Плыть. Нужно плыть, и, быть может, не заметят, не почуют среди хлещущей в море крови. Ресницы слипаются от соли, дождь безжалостно колет слезящиеся глаза, но он различает – одной лишь милостью Господа – острые пики рифов над бушующими волнами, такие близкие и такие далекие одновременно. И плывет, неловко загребая руками – будто разом разучившись плавать, – и в случайных судорогах хватая ртом и невольно вдыхая носом горькую холодную воду. Замерзшие, двигающиеся всё слабее и судорожнее ноги сами тянут на дно, волны накатывают снова и снова, заставляя погружаться под воду с головой, и Тиль понимает, что не проплыл и ярда, когда почти ослепшие от шторма глаза вдруг различают силуэт на одном из рифов.

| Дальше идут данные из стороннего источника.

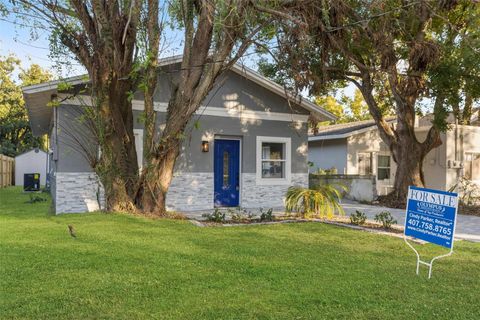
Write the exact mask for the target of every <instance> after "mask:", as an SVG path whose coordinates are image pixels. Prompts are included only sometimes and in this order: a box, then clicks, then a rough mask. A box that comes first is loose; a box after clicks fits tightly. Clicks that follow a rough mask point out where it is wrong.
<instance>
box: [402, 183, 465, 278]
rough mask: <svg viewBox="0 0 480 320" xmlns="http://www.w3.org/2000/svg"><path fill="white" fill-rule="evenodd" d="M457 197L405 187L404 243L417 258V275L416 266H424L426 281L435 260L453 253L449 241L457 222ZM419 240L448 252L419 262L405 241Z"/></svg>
mask: <svg viewBox="0 0 480 320" xmlns="http://www.w3.org/2000/svg"><path fill="white" fill-rule="evenodd" d="M457 208H458V194H456V193H452V192H446V191H439V190H433V189H425V188H417V187H409V188H408V197H407V209H406V215H405V231H404V240H405V243H406V244H407V245H408V246H409V247H410V248H412V250H413V251H414V252H415V254H416V255H417V275H418V272H419V268H420V264H423V265H426V266H428V278H429V279H430V278H431V276H432V266H433V262H434V261H435V260H438V259H441V258H444V257H448V256H450V255H451V254H452V253H453V240H454V236H455V227H456V222H457V221H456V219H457ZM409 236H410V237H413V238H417V239H421V240H424V241H427V242H430V243H433V244H436V245H439V246H442V247H445V248H449V249H450V251H449V252H448V253H446V254H443V255H440V256H436V257H434V258H433V259H432V260H430V262H427V261H423V260H422V259H421V258H420V254H419V253H418V251H417V250H416V249H415V248H414V247H413V246H412V245H411V244H410V243H409V242H408V241H407V237H409Z"/></svg>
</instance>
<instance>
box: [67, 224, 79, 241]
mask: <svg viewBox="0 0 480 320" xmlns="http://www.w3.org/2000/svg"><path fill="white" fill-rule="evenodd" d="M68 232H70V235H71V236H72V238H74V239H76V238H77V234H76V233H75V229H74V228H73V226H72V225H71V224H69V225H68Z"/></svg>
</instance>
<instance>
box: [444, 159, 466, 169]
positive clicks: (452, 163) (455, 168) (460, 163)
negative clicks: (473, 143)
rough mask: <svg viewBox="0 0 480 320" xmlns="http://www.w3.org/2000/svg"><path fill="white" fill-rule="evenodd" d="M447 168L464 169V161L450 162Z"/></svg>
mask: <svg viewBox="0 0 480 320" xmlns="http://www.w3.org/2000/svg"><path fill="white" fill-rule="evenodd" d="M447 166H448V168H449V169H462V168H463V162H462V161H457V160H448V162H447Z"/></svg>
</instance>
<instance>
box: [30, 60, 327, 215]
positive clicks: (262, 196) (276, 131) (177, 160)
mask: <svg viewBox="0 0 480 320" xmlns="http://www.w3.org/2000/svg"><path fill="white" fill-rule="evenodd" d="M179 62H180V58H179V57H176V58H173V59H165V60H162V61H160V65H161V69H160V72H159V84H158V88H157V92H156V95H155V110H156V111H157V112H158V113H157V132H161V130H162V128H163V127H164V125H165V122H164V121H165V115H166V108H167V105H168V100H169V97H170V94H171V83H172V81H176V80H175V79H176V76H177V75H178V70H179ZM69 82H70V83H71V84H72V85H73V86H75V88H80V87H82V86H84V85H85V79H84V77H77V78H71V79H69ZM57 85H58V82H49V83H44V84H40V85H34V86H30V87H26V88H24V89H23V92H24V96H25V101H26V106H27V109H28V113H29V118H30V124H31V127H32V131H33V133H34V134H35V135H41V134H45V133H48V135H49V138H50V145H51V149H52V150H51V151H52V152H51V155H50V161H51V190H52V198H53V201H54V204H55V211H56V212H57V213H61V212H84V211H92V210H97V209H98V208H99V203H100V204H101V203H102V202H103V200H102V192H101V188H99V187H98V183H97V179H96V175H95V174H94V173H93V172H92V169H91V167H90V165H89V163H88V162H87V161H86V159H85V157H84V155H83V154H82V145H95V144H94V140H93V139H91V138H89V137H88V136H87V135H85V134H82V133H84V132H86V131H88V130H87V126H86V125H85V123H84V117H82V114H83V111H82V110H83V108H84V105H85V102H86V103H88V101H90V99H88V97H85V96H76V97H73V98H69V97H68V96H62V95H61V94H58V93H57V89H56V88H57ZM57 94H58V97H59V98H67V99H66V100H64V101H62V102H61V104H60V106H58V107H55V108H52V107H49V106H48V103H49V102H50V100H51V98H52V96H53V95H57ZM289 100H290V102H289ZM82 105H83V106H82ZM132 108H133V113H134V117H135V118H136V119H137V121H135V124H134V133H135V142H136V146H137V155H138V161H139V165H140V166H141V165H142V163H143V161H142V157H143V152H142V145H143V124H142V121H141V119H142V110H143V109H144V103H143V98H142V94H141V93H140V92H137V93H136V94H135V96H134V100H133V107H132ZM310 113H315V114H316V116H318V117H320V118H321V119H324V120H331V119H333V118H334V116H333V115H332V114H330V113H329V112H327V111H325V110H324V109H322V108H319V107H318V106H316V105H315V104H313V103H311V102H309V101H307V100H297V99H293V100H292V99H289V98H288V97H287V95H286V94H285V91H284V90H283V88H282V87H281V86H279V85H277V84H275V83H273V82H272V81H270V80H268V79H266V78H264V77H262V76H261V75H259V74H258V73H256V72H254V71H252V70H250V69H247V68H244V67H242V66H240V65H235V66H234V67H233V69H232V70H231V71H229V72H228V73H226V75H224V76H223V77H222V78H221V79H219V81H218V85H216V86H215V87H214V88H213V90H212V91H211V93H210V94H209V95H208V96H207V98H206V99H205V102H204V104H203V105H202V107H201V108H200V109H199V110H198V112H197V113H196V115H195V116H194V118H193V119H192V121H191V123H190V124H189V128H188V129H187V132H188V133H189V134H188V135H187V138H186V139H185V141H184V143H183V146H182V149H181V154H180V156H179V158H178V160H177V163H176V167H175V174H174V179H173V181H172V184H171V187H170V189H169V192H168V194H167V209H169V210H177V211H193V210H207V209H213V208H214V207H216V206H218V207H221V206H227V207H228V206H232V207H236V206H241V207H245V208H259V207H264V208H270V207H282V206H283V205H284V203H283V199H284V196H285V192H286V191H287V189H288V187H289V186H291V185H301V186H307V185H308V165H307V151H308V134H307V119H308V117H309V114H310ZM82 119H83V120H82ZM82 121H83V122H82ZM207 144H208V145H207ZM206 148H208V152H205V151H206V150H205V149H206Z"/></svg>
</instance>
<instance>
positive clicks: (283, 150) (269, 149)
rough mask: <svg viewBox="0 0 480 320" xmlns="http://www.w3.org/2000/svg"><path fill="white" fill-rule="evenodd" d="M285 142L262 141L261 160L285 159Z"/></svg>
mask: <svg viewBox="0 0 480 320" xmlns="http://www.w3.org/2000/svg"><path fill="white" fill-rule="evenodd" d="M284 149H285V144H284V143H272V142H262V160H285V151H284Z"/></svg>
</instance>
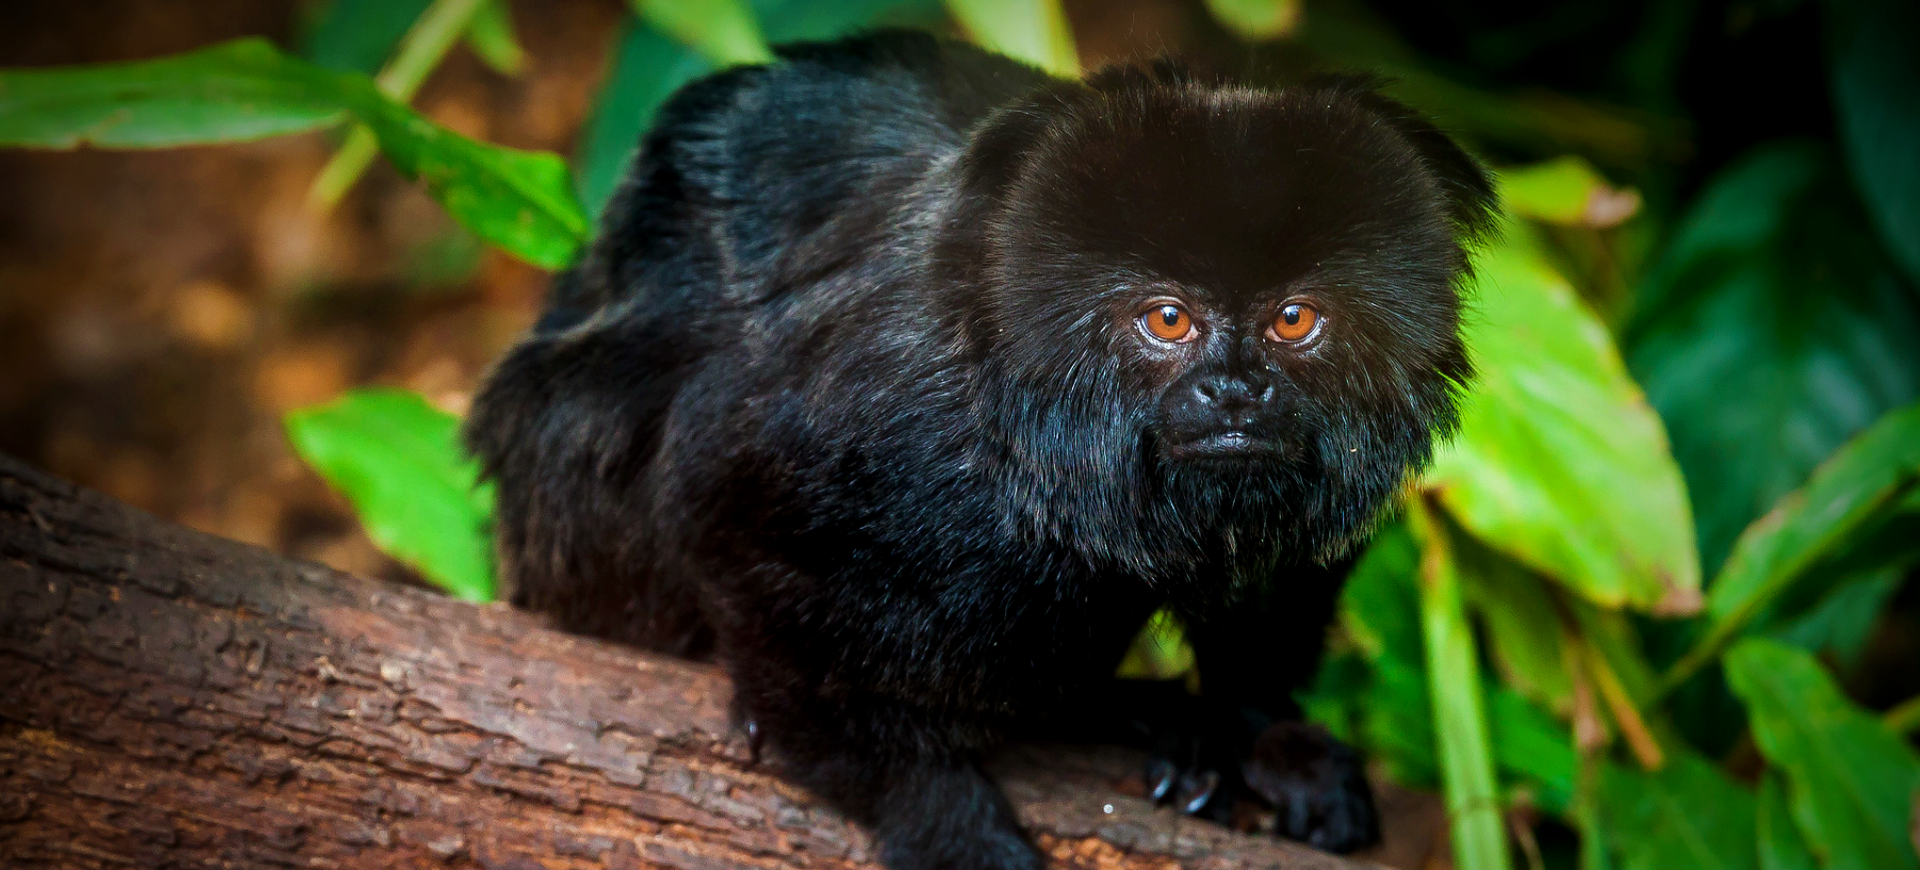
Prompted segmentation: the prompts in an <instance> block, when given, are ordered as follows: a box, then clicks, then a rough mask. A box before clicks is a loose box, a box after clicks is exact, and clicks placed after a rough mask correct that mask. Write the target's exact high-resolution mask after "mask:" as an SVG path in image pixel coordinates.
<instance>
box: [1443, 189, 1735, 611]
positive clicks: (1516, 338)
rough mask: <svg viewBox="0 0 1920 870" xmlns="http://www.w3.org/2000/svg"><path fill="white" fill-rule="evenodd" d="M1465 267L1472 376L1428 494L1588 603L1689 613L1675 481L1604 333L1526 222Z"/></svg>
mask: <svg viewBox="0 0 1920 870" xmlns="http://www.w3.org/2000/svg"><path fill="white" fill-rule="evenodd" d="M1476 271H1478V280H1476V290H1475V294H1473V300H1475V302H1473V305H1475V307H1473V313H1471V315H1469V319H1467V326H1465V332H1467V336H1465V338H1467V348H1471V350H1473V355H1475V367H1476V371H1478V375H1476V378H1475V382H1473V384H1471V386H1469V390H1467V396H1465V401H1463V407H1461V432H1459V436H1455V438H1453V440H1452V442H1450V444H1448V446H1444V447H1442V449H1440V453H1438V457H1436V461H1434V467H1432V471H1430V472H1428V476H1427V486H1428V488H1430V490H1432V492H1436V494H1438V497H1440V501H1442V503H1444V505H1446V507H1448V511H1450V513H1452V515H1453V517H1455V519H1459V522H1461V524H1463V526H1465V528H1467V530H1471V532H1473V534H1475V536H1478V538H1480V540H1482V542H1486V544H1490V545H1492V547H1496V549H1500V551H1503V553H1507V555H1511V557H1515V559H1519V561H1521V563H1523V565H1526V567H1530V568H1534V570H1538V572H1542V574H1548V576H1549V578H1553V580H1557V582H1559V584H1563V586H1565V588H1569V590H1572V592H1578V593H1580V595H1584V597H1588V599H1592V601H1596V603H1601V605H1607V607H1622V605H1626V607H1638V609H1645V611H1653V613H1668V615H1674V613H1692V611H1693V609H1697V607H1699V557H1697V553H1695V549H1693V520H1692V515H1690V511H1688V501H1686V486H1684V482H1682V480H1680V469H1678V467H1674V461H1672V457H1670V455H1668V449H1667V432H1665V430H1663V428H1661V421H1659V417H1655V415H1653V409H1649V407H1647V403H1645V399H1644V398H1642V394H1640V388H1638V386H1636V384H1634V380H1632V378H1630V376H1628V375H1626V369H1624V365H1620V357H1619V353H1617V351H1615V348H1613V342H1611V340H1609V336H1607V328H1605V326H1603V325H1601V323H1599V319H1596V317H1594V313H1592V311H1590V309H1588V307H1586V305H1584V303H1582V302H1580V298H1578V296H1576V294H1574V292H1572V286H1569V284H1567V280H1565V278H1561V277H1559V275H1555V273H1553V271H1551V269H1549V267H1548V265H1546V263H1544V261H1542V259H1540V255H1538V250H1536V248H1534V244H1532V242H1530V240H1528V238H1526V236H1524V229H1523V227H1511V229H1509V232H1507V240H1505V242H1503V244H1498V246H1496V248H1492V250H1488V252H1486V254H1484V255H1482V257H1478V265H1476Z"/></svg>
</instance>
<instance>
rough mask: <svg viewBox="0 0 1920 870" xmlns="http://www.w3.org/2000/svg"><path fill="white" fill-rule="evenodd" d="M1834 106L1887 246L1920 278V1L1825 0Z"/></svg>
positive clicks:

Она смотрит – просто смотрит, и выражения ее лица не прочесть сквозь пелену ливня, – но когда под ногами, где-то глубоко внизу, инстинктивно ощущается новое – чужое – движение, Тиль понимает, что она смотрит на него. И отчаянным рывком бросается вперед, бьет рукой вздымающуюся волну в попытке вырвать себе еще хотя бы ярд жизни.
Сбежать от того, кто плывет куда быстрее человека.
Он выныривает из воды далеко впереди, словно не замечая бушующего вокруг моря – он сам море, окутанное белизной жесткой ткани из водорослей, как морской пеной, – и поднимается на скалу одним плавным нечеловеческим движением. Стелющийся по камням подол королевского одеяния еще багровеет разводами крови.
Королева размыкает губы – алое пятно среди белого, серого и черного, – но даже стой Тиль рядом с ней, он не разобрал бы ни слова из речи, которую не понимает и даже не способен толком услышать.
- Этот… еще совсем мальчишка.
Только она слышит голос, в котором сродни бури над волнами клокочет ярость. И только она видит, что пылающие темные глаза полны презрения.